12. United Kingdom (Score: 3.49)

Elevated evening view of the illuminated skyline of London, England, with Tower Bridge and River Thames through the City lights
Elevated evening view of the illuminated skyline of London, England, with Tower Bridge and River Thames through the City lights

ARM Holdings, founded in Cambridge in 1990, designs the processor architectures that power approximately 99% of smartphones globally and an increasing share of laptops, including all current Apple Mac silicon. SoftBank acquired ARM in 2016 for $32 billion, then returned it to public markets via IPO on Nasdaq in September 2023. The company's market capitalisation exceeded $150 billion in 2025 on the back of AI-related licensing growth. DeepMind, founded in London in 2010 by Demis Hassabis, Shane Legg, and Mustafa Suleyman and acquired by Google in 2014 for approximately $500 million, developed AlphaGo, which defeated world Go champion Lee Sedol in March 2016, and AlphaFold, which by 2022 had predicted three-dimensional structures for nearly all 200 million proteins known to science. The Oxford-AstraZeneca COVID-19 vaccine, developed in 2020 at the Jenner Institute under Sarah Gilbert, became one of the most widely distributed vaccines in the global pandemic response. The first international AI Safety Summit was held at Bletchley Park, the site of the World War II codebreaking effort that produced Alan Turing's work, in November 2023, hosting representatives from 28 countries. The subsequent summits in Seoul (May 2024) and Paris (February 2025) extended the framework. UK R&D spending is approximately 2.9% of GDP. The Cambridge cluster, sometimes called Silicon Fen, anchors deep-technology research. The United Kingdom also remains the largest single venture-capital recipient in Europe by funding raised.

What the Top Twelve Share

The countries on this list are all wealthy nations with developed economies, but they fall into two distinct groups under the Global Finance methodology.
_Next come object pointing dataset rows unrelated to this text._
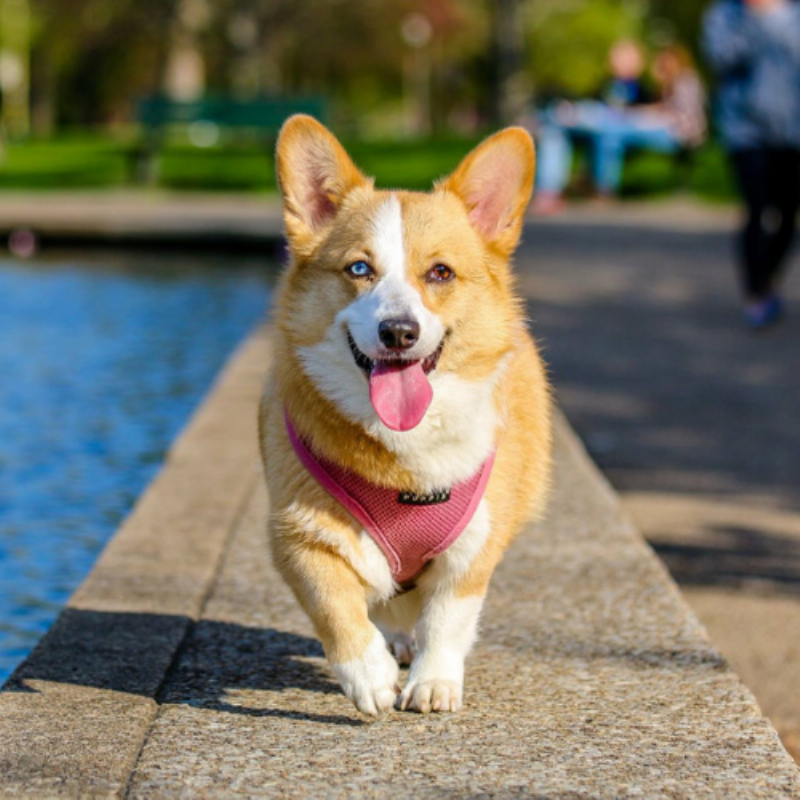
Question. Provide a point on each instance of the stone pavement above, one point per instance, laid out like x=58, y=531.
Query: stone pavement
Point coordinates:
x=184, y=668
x=693, y=418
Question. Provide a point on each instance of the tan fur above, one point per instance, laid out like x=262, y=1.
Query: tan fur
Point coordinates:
x=328, y=206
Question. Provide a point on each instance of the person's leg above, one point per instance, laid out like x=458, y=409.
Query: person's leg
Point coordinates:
x=608, y=159
x=784, y=200
x=751, y=172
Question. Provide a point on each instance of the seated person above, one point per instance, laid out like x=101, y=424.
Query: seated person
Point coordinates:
x=675, y=122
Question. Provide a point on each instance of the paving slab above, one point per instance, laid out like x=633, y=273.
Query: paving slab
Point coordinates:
x=692, y=416
x=196, y=674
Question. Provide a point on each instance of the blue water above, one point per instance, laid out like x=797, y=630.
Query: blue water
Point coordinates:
x=101, y=364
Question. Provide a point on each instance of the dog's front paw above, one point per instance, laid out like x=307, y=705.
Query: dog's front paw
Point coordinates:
x=370, y=681
x=430, y=695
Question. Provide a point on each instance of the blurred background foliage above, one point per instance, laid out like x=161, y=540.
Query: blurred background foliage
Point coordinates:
x=411, y=84
x=91, y=60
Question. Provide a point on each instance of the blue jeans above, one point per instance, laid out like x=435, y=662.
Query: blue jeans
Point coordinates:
x=610, y=134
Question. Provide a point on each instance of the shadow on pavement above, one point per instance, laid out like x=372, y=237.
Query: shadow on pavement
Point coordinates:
x=670, y=392
x=131, y=653
x=734, y=556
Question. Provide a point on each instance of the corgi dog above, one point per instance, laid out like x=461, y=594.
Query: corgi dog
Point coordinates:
x=406, y=425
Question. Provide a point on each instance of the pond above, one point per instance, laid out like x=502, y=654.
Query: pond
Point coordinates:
x=103, y=357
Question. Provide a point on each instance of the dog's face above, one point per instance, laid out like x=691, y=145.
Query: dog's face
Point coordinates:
x=389, y=293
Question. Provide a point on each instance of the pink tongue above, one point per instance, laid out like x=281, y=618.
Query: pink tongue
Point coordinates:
x=400, y=394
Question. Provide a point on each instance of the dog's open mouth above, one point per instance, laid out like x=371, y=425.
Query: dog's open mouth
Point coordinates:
x=428, y=364
x=399, y=389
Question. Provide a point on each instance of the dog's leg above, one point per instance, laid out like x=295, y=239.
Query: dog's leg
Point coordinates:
x=396, y=618
x=336, y=601
x=446, y=631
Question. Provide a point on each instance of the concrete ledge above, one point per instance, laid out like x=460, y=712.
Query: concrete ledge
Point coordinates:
x=184, y=668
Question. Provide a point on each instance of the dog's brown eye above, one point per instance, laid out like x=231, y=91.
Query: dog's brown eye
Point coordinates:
x=440, y=274
x=359, y=269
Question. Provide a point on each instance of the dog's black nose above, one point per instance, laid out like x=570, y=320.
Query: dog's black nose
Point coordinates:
x=398, y=334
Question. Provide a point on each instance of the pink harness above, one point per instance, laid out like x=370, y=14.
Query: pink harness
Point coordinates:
x=409, y=528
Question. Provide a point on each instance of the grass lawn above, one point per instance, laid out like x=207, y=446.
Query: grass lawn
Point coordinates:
x=96, y=161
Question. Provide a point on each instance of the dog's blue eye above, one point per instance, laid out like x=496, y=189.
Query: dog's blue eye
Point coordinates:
x=359, y=269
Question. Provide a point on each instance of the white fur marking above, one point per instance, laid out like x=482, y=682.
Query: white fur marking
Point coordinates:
x=367, y=559
x=446, y=632
x=370, y=681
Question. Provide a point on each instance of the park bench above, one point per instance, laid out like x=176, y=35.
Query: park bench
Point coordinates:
x=207, y=117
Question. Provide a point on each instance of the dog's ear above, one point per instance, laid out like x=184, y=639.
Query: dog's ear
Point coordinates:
x=314, y=174
x=495, y=182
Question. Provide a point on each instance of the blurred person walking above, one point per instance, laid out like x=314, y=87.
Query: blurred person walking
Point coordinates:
x=625, y=120
x=754, y=46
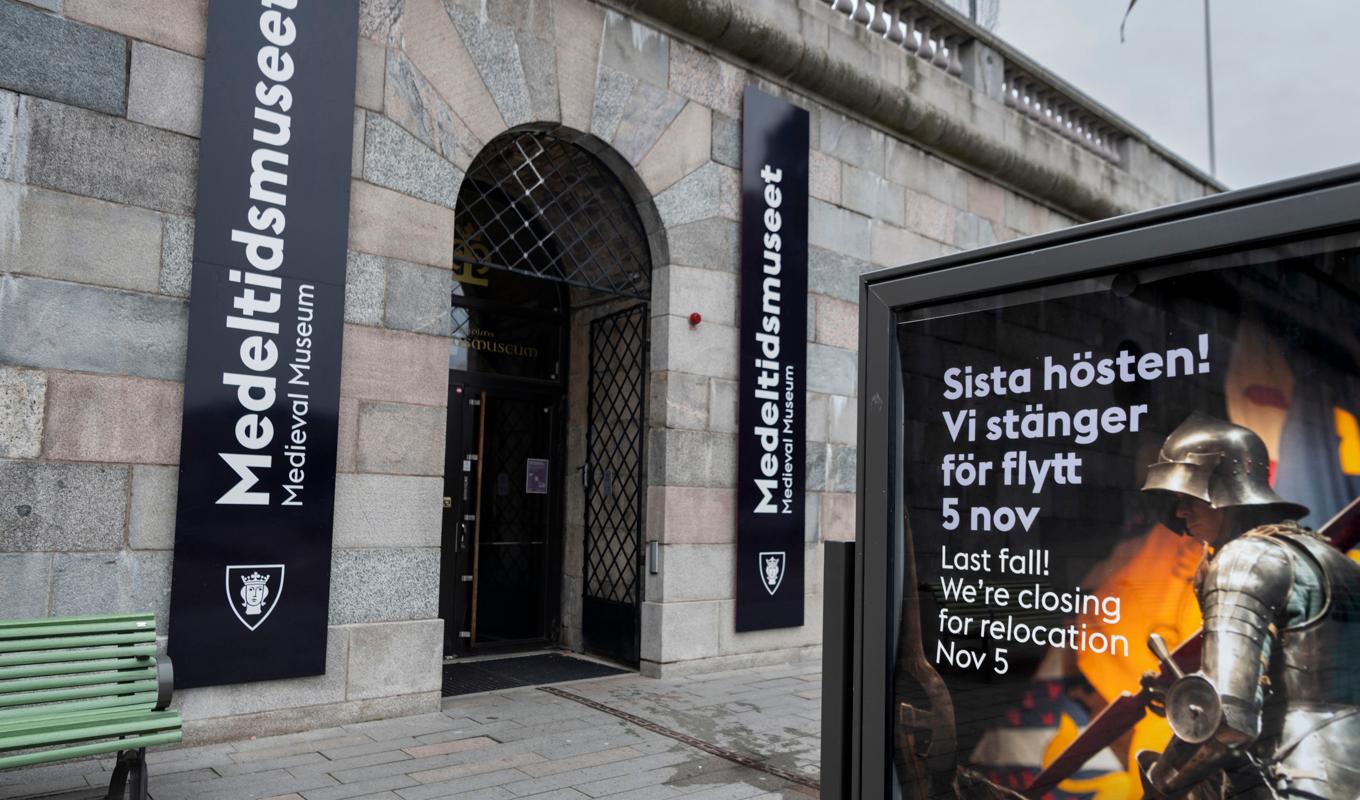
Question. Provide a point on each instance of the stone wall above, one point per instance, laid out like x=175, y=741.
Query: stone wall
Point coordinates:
x=98, y=158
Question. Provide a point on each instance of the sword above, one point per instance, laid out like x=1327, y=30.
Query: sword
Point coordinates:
x=1129, y=708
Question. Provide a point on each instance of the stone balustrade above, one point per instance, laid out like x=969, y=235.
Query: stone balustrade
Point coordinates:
x=939, y=36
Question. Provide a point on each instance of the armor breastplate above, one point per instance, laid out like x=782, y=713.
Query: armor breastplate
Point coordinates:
x=1317, y=660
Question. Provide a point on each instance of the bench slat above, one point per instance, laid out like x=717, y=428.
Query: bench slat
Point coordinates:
x=87, y=750
x=40, y=683
x=87, y=691
x=140, y=700
x=142, y=724
x=38, y=721
x=67, y=627
x=74, y=667
x=59, y=656
x=78, y=619
x=78, y=641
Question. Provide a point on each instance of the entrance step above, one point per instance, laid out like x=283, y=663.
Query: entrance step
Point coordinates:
x=516, y=671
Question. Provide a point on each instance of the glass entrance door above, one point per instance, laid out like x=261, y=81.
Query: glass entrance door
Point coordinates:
x=501, y=508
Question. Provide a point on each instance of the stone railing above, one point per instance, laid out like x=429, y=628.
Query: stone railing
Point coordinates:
x=940, y=36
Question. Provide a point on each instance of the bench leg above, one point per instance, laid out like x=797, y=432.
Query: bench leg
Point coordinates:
x=131, y=765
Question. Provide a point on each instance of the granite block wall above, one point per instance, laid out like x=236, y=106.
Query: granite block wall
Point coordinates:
x=98, y=158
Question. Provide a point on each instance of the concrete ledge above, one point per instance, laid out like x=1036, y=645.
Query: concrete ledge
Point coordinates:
x=306, y=717
x=735, y=661
x=925, y=106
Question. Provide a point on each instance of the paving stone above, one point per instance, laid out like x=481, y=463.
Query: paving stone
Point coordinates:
x=153, y=510
x=176, y=255
x=386, y=510
x=113, y=418
x=497, y=55
x=61, y=60
x=22, y=402
x=180, y=26
x=365, y=287
x=67, y=325
x=61, y=236
x=165, y=89
x=635, y=48
x=418, y=298
x=26, y=578
x=102, y=157
x=108, y=582
x=399, y=161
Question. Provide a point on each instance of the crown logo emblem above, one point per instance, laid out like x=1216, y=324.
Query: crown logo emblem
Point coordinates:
x=773, y=566
x=249, y=591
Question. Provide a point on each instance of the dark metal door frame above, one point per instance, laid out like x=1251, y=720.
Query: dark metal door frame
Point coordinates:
x=465, y=395
x=615, y=485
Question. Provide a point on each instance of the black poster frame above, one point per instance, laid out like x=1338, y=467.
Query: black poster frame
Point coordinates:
x=257, y=465
x=1232, y=221
x=773, y=363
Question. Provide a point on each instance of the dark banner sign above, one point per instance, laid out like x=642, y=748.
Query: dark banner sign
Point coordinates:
x=252, y=561
x=774, y=354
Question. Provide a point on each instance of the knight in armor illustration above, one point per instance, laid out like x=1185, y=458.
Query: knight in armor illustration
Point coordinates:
x=1275, y=709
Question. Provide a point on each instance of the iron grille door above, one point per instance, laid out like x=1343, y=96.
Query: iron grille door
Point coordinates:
x=615, y=478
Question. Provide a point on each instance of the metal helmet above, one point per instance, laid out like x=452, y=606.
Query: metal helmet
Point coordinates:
x=1223, y=464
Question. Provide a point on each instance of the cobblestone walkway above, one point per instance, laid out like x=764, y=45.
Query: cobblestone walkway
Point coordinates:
x=626, y=738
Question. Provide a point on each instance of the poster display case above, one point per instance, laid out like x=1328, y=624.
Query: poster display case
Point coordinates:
x=1106, y=538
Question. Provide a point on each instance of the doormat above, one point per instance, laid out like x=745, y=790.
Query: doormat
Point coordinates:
x=473, y=676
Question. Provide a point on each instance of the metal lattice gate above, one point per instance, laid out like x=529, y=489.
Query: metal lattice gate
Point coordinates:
x=615, y=483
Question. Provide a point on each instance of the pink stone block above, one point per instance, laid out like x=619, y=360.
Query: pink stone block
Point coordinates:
x=113, y=419
x=389, y=365
x=687, y=514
The first group consists of large absolute spenders with the scale to lead in particular sectors: the United States in AI and venture capital, Taiwan in semiconductor manufacturing, the United Kingdom in artificial intelligence research. The second group consists of smaller economies with the population density and policy coherence to deploy advanced digital infrastructure across nearly the entire population and to maintain very high R&D intensity: South Korea, Israel, Switzerland, the Nordic countries, and Singapore. The conspicuous absentees from the top tier (China at 41st, India at 65th, Japan at 16th) are absent for different reasons. China's R&D investment is enormous in absolute terms, reaching approximately $723 billion in 2023 and second only to the United States, but its internet penetration of roughly 78% of population remains below that of advanced economies. India's R&D spending as a share of GDP remains below 1%. Japan's ranking decline reflects falling internet usage among the elderly and a Digital Competitiveness Score that has slipped year-on-year. The list is best read as a snapshot of national digital and research capacity per capita, rather than absolute technological power, and it is dominated by countries that combine high education levels, high digital adoption, and sustained government commitment to R&D as a strategic priority.